MicroSectors FANG+ ETN (FNGS - Free Report)

This ETN is linked to the performance of the NYSE FANG+ Index, which is an equal-dollar weighted index, designed to provide exposure to a group of highly traded growth stocks of next-generation technology and tech-enabled companies. It holds 10 equal-weighted stocks in its basket with Tesla accounting for 10% share. The product has accumulated $60.2 million in its asset base and charges 58 bps in annual fees. It trades in an average daily volume of 14,000 shares and has a Zacks ETF Rank #3.

ARK Next Generation Internet ETF (ARKW - Free Report)
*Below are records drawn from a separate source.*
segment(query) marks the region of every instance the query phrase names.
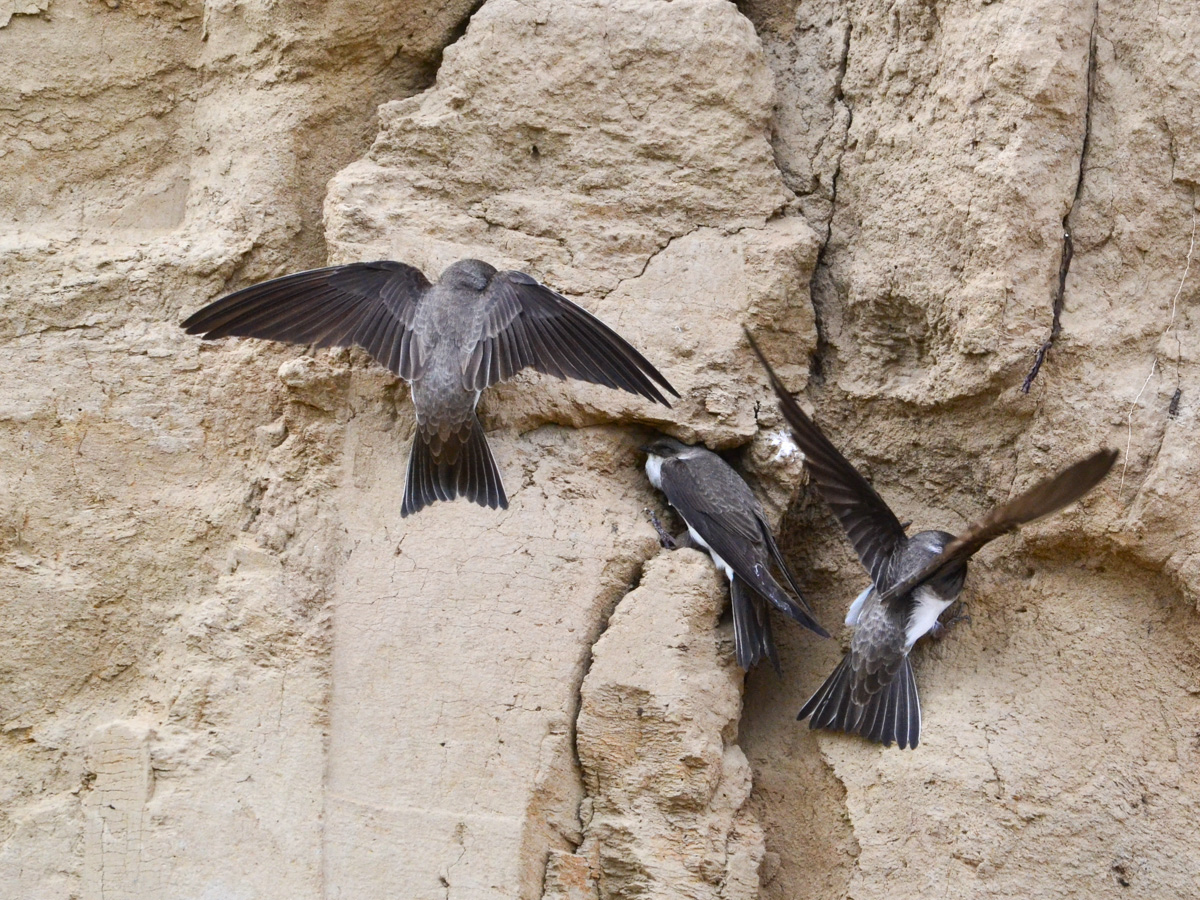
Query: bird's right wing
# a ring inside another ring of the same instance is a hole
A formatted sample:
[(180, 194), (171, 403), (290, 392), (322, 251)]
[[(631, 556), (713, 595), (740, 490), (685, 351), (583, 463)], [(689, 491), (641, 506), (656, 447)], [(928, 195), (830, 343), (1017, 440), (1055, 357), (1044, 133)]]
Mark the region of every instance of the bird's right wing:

This is an actively managed fund focusing on companies that are expected to benefit from the shift in technology infrastructure to the cloud, enabling mobile, new and local services. The fund holds 50 stocks in its basket with Tesla occupying the top position at 10%. The ETF has amassed $4 billion in its asset base and charges 76 bps in annual fees. It trades in an average daily volume of 804,000 shares (read: 5 ETFs Deserving Special Thanks in Pandemic-Stricken 2020).